Medical codes & tokenizers

scientific-skills/pyhealth/references/medcode.md

2.38.03.3 KB
Original Source

Medical codes & tokenizers

PyHealth ships utilities for working with medical coding systems directly — no external API, just bundled mappings.

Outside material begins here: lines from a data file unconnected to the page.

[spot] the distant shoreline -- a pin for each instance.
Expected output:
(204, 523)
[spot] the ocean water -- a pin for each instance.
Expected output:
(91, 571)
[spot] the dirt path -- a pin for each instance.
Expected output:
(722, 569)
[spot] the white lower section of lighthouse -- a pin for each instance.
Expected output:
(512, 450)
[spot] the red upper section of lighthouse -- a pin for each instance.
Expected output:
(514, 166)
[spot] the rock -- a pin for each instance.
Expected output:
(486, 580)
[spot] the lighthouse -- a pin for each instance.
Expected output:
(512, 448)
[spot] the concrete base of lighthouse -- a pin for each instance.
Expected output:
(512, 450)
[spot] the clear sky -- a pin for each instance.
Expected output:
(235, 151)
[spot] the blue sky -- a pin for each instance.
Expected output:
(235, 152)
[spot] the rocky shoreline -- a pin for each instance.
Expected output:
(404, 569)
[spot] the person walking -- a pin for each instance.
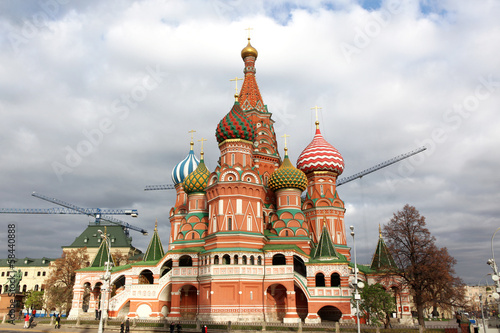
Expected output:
(58, 321)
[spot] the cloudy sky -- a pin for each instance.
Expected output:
(97, 98)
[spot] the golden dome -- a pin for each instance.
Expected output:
(249, 50)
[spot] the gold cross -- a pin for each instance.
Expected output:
(192, 131)
(285, 136)
(201, 140)
(248, 29)
(316, 109)
(236, 79)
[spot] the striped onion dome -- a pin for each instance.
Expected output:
(287, 176)
(235, 125)
(185, 167)
(319, 155)
(198, 179)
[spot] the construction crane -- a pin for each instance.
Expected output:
(97, 213)
(379, 166)
(159, 187)
(339, 182)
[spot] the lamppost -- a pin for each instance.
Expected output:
(357, 296)
(491, 262)
(482, 312)
(106, 278)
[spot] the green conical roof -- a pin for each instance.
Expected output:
(382, 259)
(198, 179)
(325, 249)
(155, 248)
(102, 254)
(287, 176)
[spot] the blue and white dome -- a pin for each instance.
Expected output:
(185, 167)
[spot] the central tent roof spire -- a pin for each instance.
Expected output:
(250, 97)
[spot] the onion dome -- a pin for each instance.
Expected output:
(185, 167)
(249, 51)
(287, 176)
(198, 179)
(319, 155)
(235, 125)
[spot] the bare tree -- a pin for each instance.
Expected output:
(60, 282)
(426, 269)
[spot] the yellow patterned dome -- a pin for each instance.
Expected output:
(249, 51)
(198, 179)
(287, 176)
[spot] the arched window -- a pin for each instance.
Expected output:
(166, 267)
(320, 280)
(146, 277)
(335, 280)
(185, 261)
(279, 259)
(299, 266)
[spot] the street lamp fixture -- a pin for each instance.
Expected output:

InnerMap: lookup within a coding system

InnerMap lets you look up code descriptions and traverse the code hierarchy (parents/ancestors).

python
from pyhealth.medcode import InnerMap

icd9cm = InnerMap.load("ICD9CM")
icd9cm.lookup("428.0")
# → 'Congestive heart failure, unspecified'

icd9cm.get_ancestors("428.0")
# → ['428', '420-429.99', '390-459.99', '001-999.99']

Supported coding systems:

SystemDomain
ICD9CM, ICD10CMDiagnoses
ICD9PROC, ICD10PCSProcedures
ATCWHO Anatomical Therapeutic Chemical (drugs)
NDCNational Drug Code (US)
RxNormNormalized drug names
CCSCM, CCSPROCClinical Classifications Software (single-level)
python
atc = InnerMap.load("ATC")
atc.lookup("M01AE51")
# → 'ibuprofen, combinations'

CrossMap: translate between systems

CrossMap converts codes from one system to another. Many mappings are one-to-many — the result is always a list.

python
from pyhealth.medcode import CrossMap

# Diagnoses: ICD-9-CM → CCS (rolls fine-grained codes up to ~280 categories)
cm = CrossMap.load("ICD9CM", "CCSCM")
cm.map("428.0")
# → ['108']

# Drugs: NDC → RxNorm (normalized drug name)
cm = CrossMap.load("NDC", "RxNorm")
cm.map("50580049698")
# → ['209387']

Common cross-mappings:

  • ICD9CM ↔ ICD10CM — ICD version conversion
  • ICD9CM → CCSCM, ICD10CM → CCSCM — dimensionality reduction (~14k → 280 codes)
  • NDC → RxNorm — drug normalization
  • NDC → ATC — pharmacology grouping
  • RxNorm → ATC — drug therapeutic classification

When to use cross-mapping: when the user has codes in one system but wants to predict or feature-engineer in another (e.g., training on ICD-9 from MIMIC-III but evaluating on ICD-10 from MIMIC-IV).

Tokenizer

pyhealth.tokenizer.Tokenizer converts code lists to integer indices and back. Most pipelines don't need to call it directly — set_task and the models handle tokenization internally — but it's exposed when you need batch encoding for custom models.

python
from pyhealth.tokenizer import Tokenizer

vocab = ['A01A', 'A02A', 'A02B', 'A03C', 'A03D', 'A04A']
tok = Tokenizer(tokens=vocab, special_tokens=["<pad>", "<unk>"])

# 2D = batch of code lists, one per sample
tokens = [['A03C', 'A03D'], ['A04A', 'B035']]   # 'B035' is OOV
indices = tok.batch_encode_2d(tokens)
# → [[5, 6], [7, 1]]    (1 = <unk>)

# 3D = batch of visits, each with code lists
tokens = [[['A03C', 'A03D'], ['A04A']], [['B035']]]
indices = tok.batch_encode_3d(tokens)

# Decode is symmetric
tok.batch_decode_2d(indices)

Reserved indices: 0 = <pad>, 1 = <unk> when both special tokens are passed (in that order).

When to surface this to the user

  • Reduce label cardinality: ICD-9 → CCS turns 14,000 sparse labels into 280 — drug-rec and ICD-coding tasks often benefit.
  • Cross-version compatibility: training on MIMIC-III (ICD-9) and inferring on MIMIC-IV (ICD-10) requires a cross-map.
  • Drug normalization: NDC codes are vendor-specific; map to RxNorm or ATC for stable features.
  • Interpretability: after a prediction, use InnerMap.lookup to render code IDs as human-readable descriptions in the output.